Detection of a R173W mutation in the porphobilinogen deaminase gene in the Nova Scotian 'foreign protestant' population with acute intermittent porphyria: A founder effect

Objectives: Acute intermittent porphyria (ALP) is caused by mutations in the porphobilinogen deaminase (PBGD) gene that disrupt the function of the enzyme. Many mutations that lead to decreased PBGD activity have been described. An Arg to Trp substitution at codon 173 (CGG→TGG in exon 10) and designated R173W, which leads to a CRIM-negative phenotype, has been reported in Swedish, Finnish, Scottish, and South African kindreds, and in a Nova Scotian proband with fatal AlP. In this work, we investigated the presence of this mutation in a Nova Scotian patient population presenting with AlP. Design and Methods: Single-strand conformation polymorphism analysis and DNA sequencing by TA cloning and Sanger's dideoxy chain termination method, were used to confirm the maternal transmission of this mutation to the proband.

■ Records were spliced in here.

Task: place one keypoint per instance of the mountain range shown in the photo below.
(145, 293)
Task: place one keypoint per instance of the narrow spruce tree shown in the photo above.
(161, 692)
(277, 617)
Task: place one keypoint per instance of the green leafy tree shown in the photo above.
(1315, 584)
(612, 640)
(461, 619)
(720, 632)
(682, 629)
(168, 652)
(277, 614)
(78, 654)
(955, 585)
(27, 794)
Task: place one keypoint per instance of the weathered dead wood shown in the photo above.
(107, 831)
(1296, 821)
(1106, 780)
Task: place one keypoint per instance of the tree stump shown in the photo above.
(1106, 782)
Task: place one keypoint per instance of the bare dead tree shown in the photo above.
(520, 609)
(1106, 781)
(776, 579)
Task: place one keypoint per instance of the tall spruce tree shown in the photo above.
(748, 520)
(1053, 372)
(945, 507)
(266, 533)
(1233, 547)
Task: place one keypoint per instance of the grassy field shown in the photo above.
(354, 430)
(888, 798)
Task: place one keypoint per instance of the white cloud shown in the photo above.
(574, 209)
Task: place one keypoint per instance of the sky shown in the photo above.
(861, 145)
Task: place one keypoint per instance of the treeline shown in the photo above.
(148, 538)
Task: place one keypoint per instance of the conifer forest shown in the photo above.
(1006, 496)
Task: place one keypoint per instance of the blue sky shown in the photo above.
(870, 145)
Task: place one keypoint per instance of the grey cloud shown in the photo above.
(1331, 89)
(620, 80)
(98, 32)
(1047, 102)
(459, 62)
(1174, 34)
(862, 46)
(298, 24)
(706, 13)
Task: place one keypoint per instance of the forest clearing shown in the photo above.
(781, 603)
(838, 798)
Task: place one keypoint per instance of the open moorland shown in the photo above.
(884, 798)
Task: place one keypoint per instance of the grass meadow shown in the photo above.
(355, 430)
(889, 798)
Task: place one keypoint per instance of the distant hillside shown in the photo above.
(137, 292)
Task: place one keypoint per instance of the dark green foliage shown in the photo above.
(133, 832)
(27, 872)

The mutation also eliminates an Ncil (also Mspl) endonuclease restriction site, which allows for detection of the mutant allele by polymerase chain reaction amplification and restriction enzyme digestion. Results: The family of the Nova Scotian proband and four other AlP kindreds showed the presence of the same mutation. These five families are descendants of German, Swiss, and French immigrants historically known as the 'Foreign Protestants,' who were recruited to Nova Scotia in the 1750s. Conclusion: In all these families, descent from one couple that settled in Nova Scotia in 1751 has been identified by genealogy research, consistent with a founder effect within this population. This is the first identified mutation in PBGD causing AlP that has been linked to a founder effect in descendants of an immigrant population to North America, and which could be traced to such a distant background, similar to the South African variegate porphyria mutation.